Outgoing Qld health ombudsman to lead cosmetic patient safety review
The Australian Health Practitioner Regulation Agency (Ahpra) and the Medical Board of Australia (the Board) will review patient safety issues in the cosmetic sector, including how to strengthen risk-based regulation of practitioners in the industry.
This review will consider existing regulation and regulatory practices in use by Ahpra and the relevant National Boards to ensure they keep pace with rapid changes in the cosmetic surgery industry and to make recommendations for any required changes to better protect the public.
Ahpra CEO Martin Fletcher said: “Some worrying features of the cosmetic industry set it apart from conventional medical practice, including corporate business models which are alleged to place profit over patient safety, no medical need for cosmetic procedures, limited factual information for consumers and exponential growth in social media that emphasises benefits and downplays risks.”

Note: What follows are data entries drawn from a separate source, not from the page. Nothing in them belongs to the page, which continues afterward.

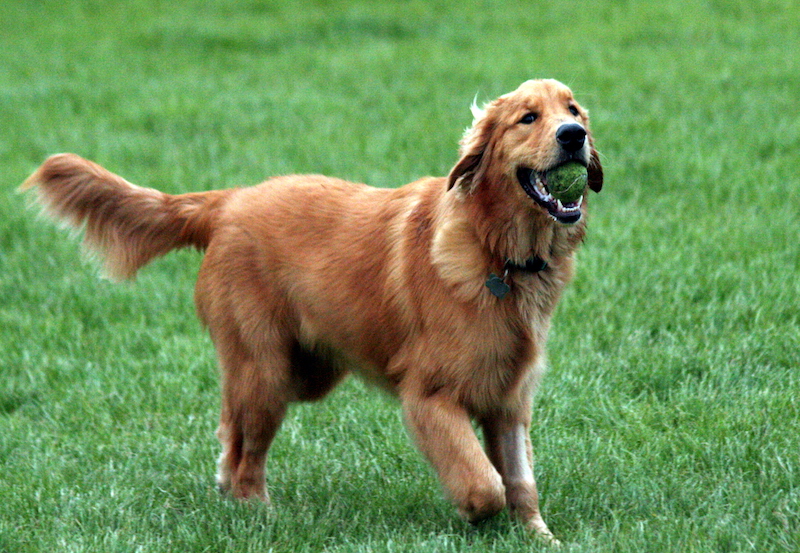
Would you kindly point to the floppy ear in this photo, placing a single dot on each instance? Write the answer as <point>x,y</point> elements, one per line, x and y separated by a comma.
<point>475,152</point>
<point>595,171</point>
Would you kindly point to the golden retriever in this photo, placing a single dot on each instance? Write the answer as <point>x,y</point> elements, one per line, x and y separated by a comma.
<point>440,291</point>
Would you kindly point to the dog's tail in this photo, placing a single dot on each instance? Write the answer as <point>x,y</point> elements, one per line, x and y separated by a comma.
<point>127,225</point>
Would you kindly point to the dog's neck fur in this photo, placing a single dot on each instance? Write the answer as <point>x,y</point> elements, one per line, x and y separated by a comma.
<point>474,238</point>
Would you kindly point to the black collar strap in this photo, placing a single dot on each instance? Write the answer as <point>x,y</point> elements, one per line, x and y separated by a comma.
<point>533,264</point>
<point>498,286</point>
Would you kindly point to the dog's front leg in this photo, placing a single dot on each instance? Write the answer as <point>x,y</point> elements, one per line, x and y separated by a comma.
<point>444,433</point>
<point>509,445</point>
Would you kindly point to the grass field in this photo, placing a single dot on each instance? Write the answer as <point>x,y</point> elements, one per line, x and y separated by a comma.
<point>670,418</point>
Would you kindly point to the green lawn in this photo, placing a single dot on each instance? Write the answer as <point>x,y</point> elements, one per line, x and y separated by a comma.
<point>670,418</point>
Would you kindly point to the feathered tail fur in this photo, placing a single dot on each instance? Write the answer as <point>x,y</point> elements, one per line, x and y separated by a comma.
<point>127,225</point>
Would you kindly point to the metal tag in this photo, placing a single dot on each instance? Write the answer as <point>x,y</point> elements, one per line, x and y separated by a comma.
<point>497,286</point>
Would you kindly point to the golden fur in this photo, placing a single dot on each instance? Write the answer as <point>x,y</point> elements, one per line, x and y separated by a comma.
<point>308,277</point>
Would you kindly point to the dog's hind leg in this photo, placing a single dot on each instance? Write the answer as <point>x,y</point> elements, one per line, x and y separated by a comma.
<point>255,396</point>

The review will consider the current risk-based regulatory framework of Ahpra and National Boards, including the current codes of conduct, the notifications and investigations protocols, and management of advertising offences in relation to cosmetic surgery.
Medical Board of Australia Chair Dr Anne Tonkin said, “It’s a very good thing that there are doctors, nurses and other health professionals who are picking up the pieces when patients’ cosmetic procedures go wrong. But to keep patients safe, we really need to understand why these practitioners are not always sharing their patient safety concerns with us in a timely way.”
Andrew Brown will lead the review once he finishes in the role of Queensland Health Ombudsman in January 2022. Public consultation will begin in early 2022, and the review will report by mid-2022. Brown has 30 years’ experience in the public sector, primarily in legal services, regulatory oversight and complaints management. He has extensive experience in public administration and designing and implementing eﬀective and efficient regulatory and complaints management processes.
Other panel members include Alan Kirkland, CEO of CHOICE; Professor Anne Duggan, Chief Medical Officer for the Australian Commission on Safety and Quality in Health Care; and Richelle McCausland, National Health Practitioner Ombudsman.
The Australasian Society of Aesthetic Plastic Surgeons (ASAPS) argued the review is “too little too late for those who have lost their lives and for those survivors who have had their lives changed forever”.
“Only practitioners who have successfully completed Australian Medical Council (AMC) accredited training can use legitimate approved specialist surgical titles. However, most practitioners who use the title ‘cosmetic surgeon’ are not registered surgical specialists and have not completed AMC accredited training — the Australian standard of training in cosmetic surgery,” said ASAPS in a statement.
Health Ministers have already committed to national consultation on changing the National Lawi to protect the title of ‘surgeon’. Ahpra and the Board welcomed this. State and territory health authorities have a major regulatory role in licensing facilities in which cosmetic surgery is being performed. The review will look at ways to improve communication and cooperation between agencies involved in the current system of checks and balances in cosmetic practice and how the reporting and safety culture of cosmetic surgery can be improved.
“For AHPRA to make genuine, lasting change, they must begin taking preventative steps — rather than waiting for things to go wrong, as they currently do. This could include prohibiting the use of titles that do not directly align with existing AHPRA titles or registration categories and enforcing the obligatory disclosure of a practitioner’s AHPRA registration category,” ASAPS said.
ASAPS President Dr Robert Sheen argued: “The laws exist, they are simply not being enforced. Australia’s health regulator (Ahpra) is not regulating. Any doctor who claims to be a surgeon should do so with Australian Medical Council accredited training and Ahpra registration as a surgeon — it is as simple as that. Ahpra must enforce this.”
The Australasian College of Cosmetic Surgery and Medicine (ACCSM) welcomed the review but insisted on the need for a single national register of cosmetic surgeons.
ACCSM President Dr Patrick Tansley said the current system allowed any doctor to call themselves a cosmetic surgeon and patients could not easily identify whether a doctor had the necessary specific training to be competent and safe.
“Currently, any medical practitioner can call themselves a cosmetic surgeon. Some have received adequate cosmetic surgery training, others have not, which results in a lottery for patients,” Dr Tansley said.
Accreditation in cosmetic surgery by the Australian Government will significantly reduce the number of botched procedures taking place each year, as all practitioners wishing to undertake it will be forced to undergo specific training and demonstrate specific competency in this field of practice before being able to use the title ‘cosmetic surgeon’, Dr Tansley said.